There are many activities currently being undertaken under the broad heading of “harmonization” in laboratory medicine (1). These can be divided into two main components, the first being activities aimed at improving the metrological comparability of laboratory results and the second being actions based on reducing unnecessary between-laboratory variation in test requesting and reporting. Examples of the latter include the use of common test names, units and reference intervals as well as the development of clinical guidelines to allow application of evidence-based decision making across countries, regions or the world. This paper is focussed particularly on the first component, the comparability of results. It should be noted, however, that while External Quality Assurance (EQA) traditionally addresses analytical quality, the EQA process can equally be applied to other aspects of laboratory activities and can be used to assess both differences in other factors e.g. units, reference intervals and test names, as well as changes in response to interventions (2-4). The development of clinical guidelines, which include the use of laboratory results, requires an understanding of result variability to ensure recommendations including specific decision points can be validly used in different locations.
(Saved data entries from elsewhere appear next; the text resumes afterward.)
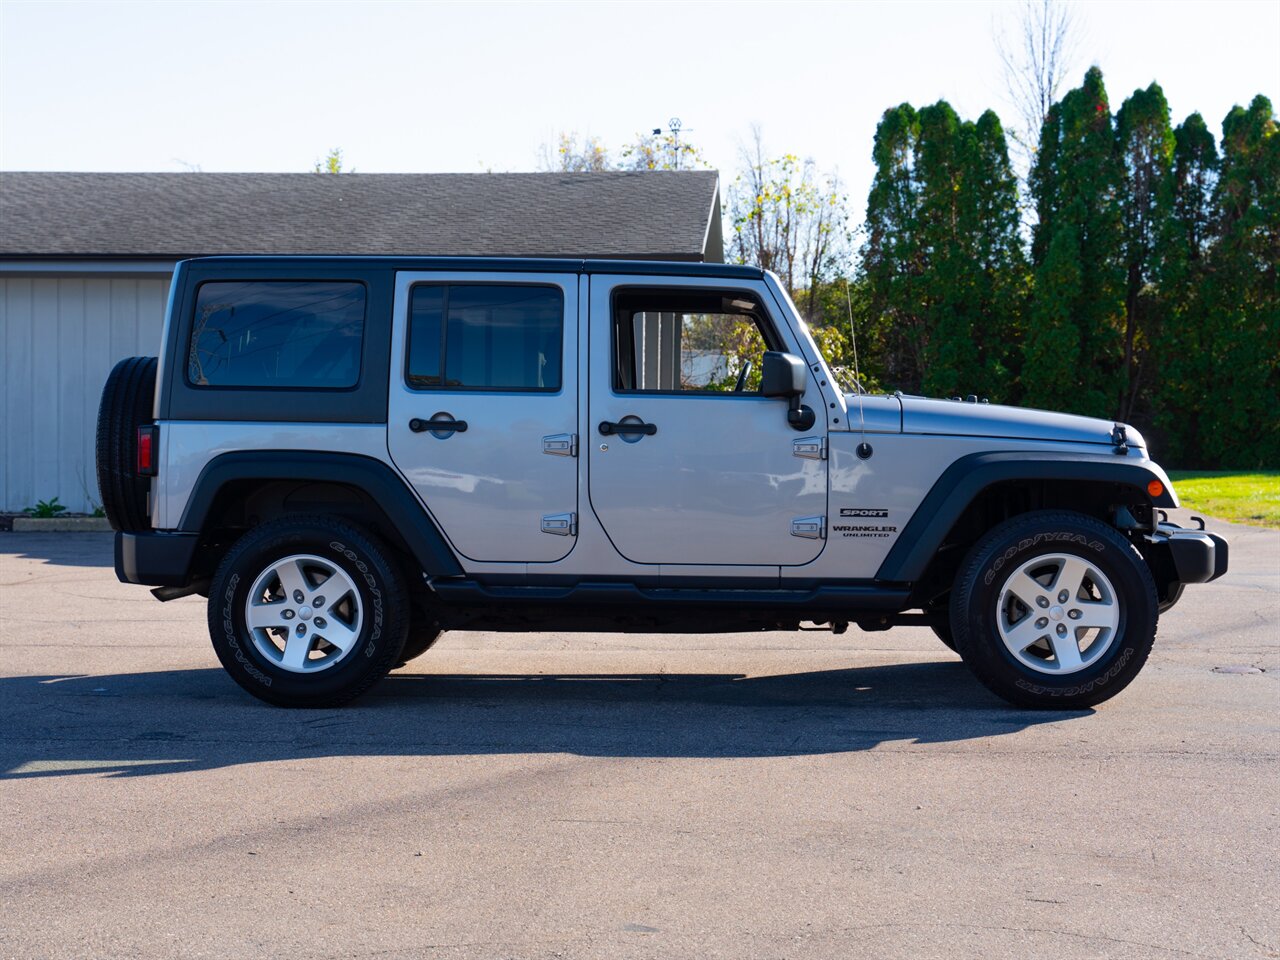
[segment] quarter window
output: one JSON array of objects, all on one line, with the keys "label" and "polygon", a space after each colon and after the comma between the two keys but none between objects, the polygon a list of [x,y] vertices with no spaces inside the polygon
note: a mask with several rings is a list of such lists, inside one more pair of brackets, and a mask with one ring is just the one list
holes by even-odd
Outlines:
[{"label": "quarter window", "polygon": [[360,381],[364,316],[361,283],[203,283],[196,294],[187,379],[197,387],[354,387]]},{"label": "quarter window", "polygon": [[419,284],[410,297],[409,386],[560,389],[559,287]]}]

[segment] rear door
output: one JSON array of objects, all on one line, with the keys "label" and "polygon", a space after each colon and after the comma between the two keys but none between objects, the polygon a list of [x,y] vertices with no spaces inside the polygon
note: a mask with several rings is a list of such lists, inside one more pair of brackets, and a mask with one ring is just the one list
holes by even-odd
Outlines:
[{"label": "rear door", "polygon": [[573,548],[578,277],[400,273],[391,458],[464,557]]}]

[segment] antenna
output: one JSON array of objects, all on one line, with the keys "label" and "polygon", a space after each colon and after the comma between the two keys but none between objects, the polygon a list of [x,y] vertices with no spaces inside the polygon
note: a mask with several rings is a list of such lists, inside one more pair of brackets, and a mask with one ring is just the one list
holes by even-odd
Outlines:
[{"label": "antenna", "polygon": [[862,442],[858,444],[858,456],[867,460],[871,457],[871,444],[867,443],[867,417],[862,409],[862,374],[858,370],[858,331],[853,325],[853,295],[849,292],[849,277],[844,278],[844,303],[849,310],[849,342],[853,344],[853,385],[858,391],[858,430],[862,434]]},{"label": "antenna", "polygon": [[[675,169],[677,170],[680,169],[680,131],[683,129],[684,124],[681,123],[679,117],[672,117],[667,121],[667,131],[671,134],[672,161],[675,163]],[[662,128],[660,127],[653,131],[655,137],[660,133],[662,133]]]}]

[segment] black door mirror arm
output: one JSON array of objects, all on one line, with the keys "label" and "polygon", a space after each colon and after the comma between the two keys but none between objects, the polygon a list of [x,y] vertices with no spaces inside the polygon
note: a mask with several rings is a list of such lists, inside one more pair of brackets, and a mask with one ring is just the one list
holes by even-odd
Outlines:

Metrological comparability of results
Metrological comparability is generally obtained by traceability to a common reference standard with a valid traceability chain (5). There is however a wide range of terminology in use regarding this notion. Related terminology and concepts include equivalence of measurement, bias, trueness, measurement uncertainty, accuracy and traceability to which must be added the assay properties of precision and analytical specificity. The term “comparable” (shorthand for “metrologically comparable”) to describe two results, or sets of results, for the same measurand is appropriate as all medical decision making is performed by comparing one or more results from a patient with information derived from other sources (6). The “other sources” may be previous results from the same patient, a population reference interval or a clinical decision point. If the results are not comparable, for example due to a between-method bias, excessive imprecision or different analytical specificity, then the clinical decision may be erroneous. For this paper, I will describe results as comparable if they are suitable for clinical decision-making. This discussion also raises the issue of having a quality standard or analytical performance specification to decide whether results are actually comparable, i.e. fit for purpose for valid clinical decisions.
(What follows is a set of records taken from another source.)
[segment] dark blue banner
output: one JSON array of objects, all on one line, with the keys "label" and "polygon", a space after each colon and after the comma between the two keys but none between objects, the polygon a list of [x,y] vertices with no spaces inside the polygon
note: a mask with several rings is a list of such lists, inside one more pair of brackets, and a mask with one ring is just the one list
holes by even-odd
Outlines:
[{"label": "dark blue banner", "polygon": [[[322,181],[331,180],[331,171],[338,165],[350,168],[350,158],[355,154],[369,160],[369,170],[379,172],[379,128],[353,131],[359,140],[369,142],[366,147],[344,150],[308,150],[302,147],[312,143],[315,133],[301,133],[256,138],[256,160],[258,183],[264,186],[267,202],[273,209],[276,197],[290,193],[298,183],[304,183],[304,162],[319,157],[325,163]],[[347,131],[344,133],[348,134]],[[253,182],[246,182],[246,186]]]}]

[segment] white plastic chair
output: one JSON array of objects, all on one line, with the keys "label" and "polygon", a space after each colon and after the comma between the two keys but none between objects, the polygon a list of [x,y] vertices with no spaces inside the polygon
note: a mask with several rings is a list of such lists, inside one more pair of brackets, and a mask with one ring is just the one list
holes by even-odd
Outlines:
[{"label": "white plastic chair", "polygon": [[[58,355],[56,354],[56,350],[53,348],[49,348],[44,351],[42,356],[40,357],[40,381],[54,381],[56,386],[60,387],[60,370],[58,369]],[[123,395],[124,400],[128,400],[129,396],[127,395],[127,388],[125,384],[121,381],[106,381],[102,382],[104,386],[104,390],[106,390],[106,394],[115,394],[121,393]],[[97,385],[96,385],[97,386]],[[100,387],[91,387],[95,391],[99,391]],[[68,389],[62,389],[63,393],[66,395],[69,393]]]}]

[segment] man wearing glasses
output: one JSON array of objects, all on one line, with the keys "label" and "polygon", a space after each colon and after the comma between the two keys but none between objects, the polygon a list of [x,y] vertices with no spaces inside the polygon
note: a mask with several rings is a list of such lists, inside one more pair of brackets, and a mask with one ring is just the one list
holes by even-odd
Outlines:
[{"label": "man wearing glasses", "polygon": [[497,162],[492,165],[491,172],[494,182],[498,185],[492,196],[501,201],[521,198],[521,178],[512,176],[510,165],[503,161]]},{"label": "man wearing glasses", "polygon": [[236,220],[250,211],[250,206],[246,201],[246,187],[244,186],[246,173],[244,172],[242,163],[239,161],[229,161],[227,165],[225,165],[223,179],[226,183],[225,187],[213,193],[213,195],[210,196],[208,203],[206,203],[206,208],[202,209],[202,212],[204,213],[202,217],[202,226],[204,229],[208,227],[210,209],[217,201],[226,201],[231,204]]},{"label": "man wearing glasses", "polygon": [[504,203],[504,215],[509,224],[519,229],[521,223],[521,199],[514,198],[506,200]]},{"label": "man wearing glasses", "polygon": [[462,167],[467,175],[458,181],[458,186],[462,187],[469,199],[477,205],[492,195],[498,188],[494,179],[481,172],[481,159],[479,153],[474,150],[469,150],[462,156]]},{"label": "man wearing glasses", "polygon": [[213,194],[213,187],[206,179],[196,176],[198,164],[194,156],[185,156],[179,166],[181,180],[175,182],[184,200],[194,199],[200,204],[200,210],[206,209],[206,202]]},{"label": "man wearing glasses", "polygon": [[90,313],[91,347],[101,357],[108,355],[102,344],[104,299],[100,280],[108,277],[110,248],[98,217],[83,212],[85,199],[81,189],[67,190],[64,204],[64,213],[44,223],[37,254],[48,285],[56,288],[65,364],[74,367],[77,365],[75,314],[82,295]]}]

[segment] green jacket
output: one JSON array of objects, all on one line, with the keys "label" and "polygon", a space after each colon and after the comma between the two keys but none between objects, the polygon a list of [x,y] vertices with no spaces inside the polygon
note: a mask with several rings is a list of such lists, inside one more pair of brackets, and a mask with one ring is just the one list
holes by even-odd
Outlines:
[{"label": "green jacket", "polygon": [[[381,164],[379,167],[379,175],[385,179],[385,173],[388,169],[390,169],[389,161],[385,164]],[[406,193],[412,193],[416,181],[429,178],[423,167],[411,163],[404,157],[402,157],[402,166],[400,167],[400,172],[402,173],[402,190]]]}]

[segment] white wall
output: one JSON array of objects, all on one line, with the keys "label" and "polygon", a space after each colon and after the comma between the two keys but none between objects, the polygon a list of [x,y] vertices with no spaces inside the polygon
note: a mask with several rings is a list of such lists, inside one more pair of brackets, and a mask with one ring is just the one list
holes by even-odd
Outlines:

A key activity aimed at improving the comparability of results is the use of assays traceable to higher order reference materials and methods. While it has been a requirement of the European Union (EU) In-vitro Diagnostics Directive since 1998, this remains an ongoing activity (7). For purchased kit assays, this is a major activity of manufacturers. Other organisations involved in this activity include national measurement institutes, such as the National Institute of Science and Technology (NIST) in the USA and the Institute for Reference Materials and Measurements (IRMM) in Europe and other National Metrology Institutes which produce reference materials, and organisations like the International Federation of Clinical Chemistry and laboratory Medicine (IFCC) which define reference measurement procedures for analytes such as serum enzymes (8). In addition to its general meaning given above, the term “harmonization” is used to describe an alternate process to achieve comparability of results when traceability to a definitive standard is not possible (9). This can be described as analytical harmonization.
It is only the availability of comparable results that allows the development of international clinical guidelines. Such guidelines, e.g. for the KDIGO guidelines for the diagnosis and management of chronic kidney disease and the American Diabetes Association guidelines for diabetes are based on studies from many parts of the world and the guidelines are only valid if the results from the patient laboratory are comparable to those used in the clinical studies (10, 11). Other harmonization activities directly based on comparable results are the development of common reference intervals.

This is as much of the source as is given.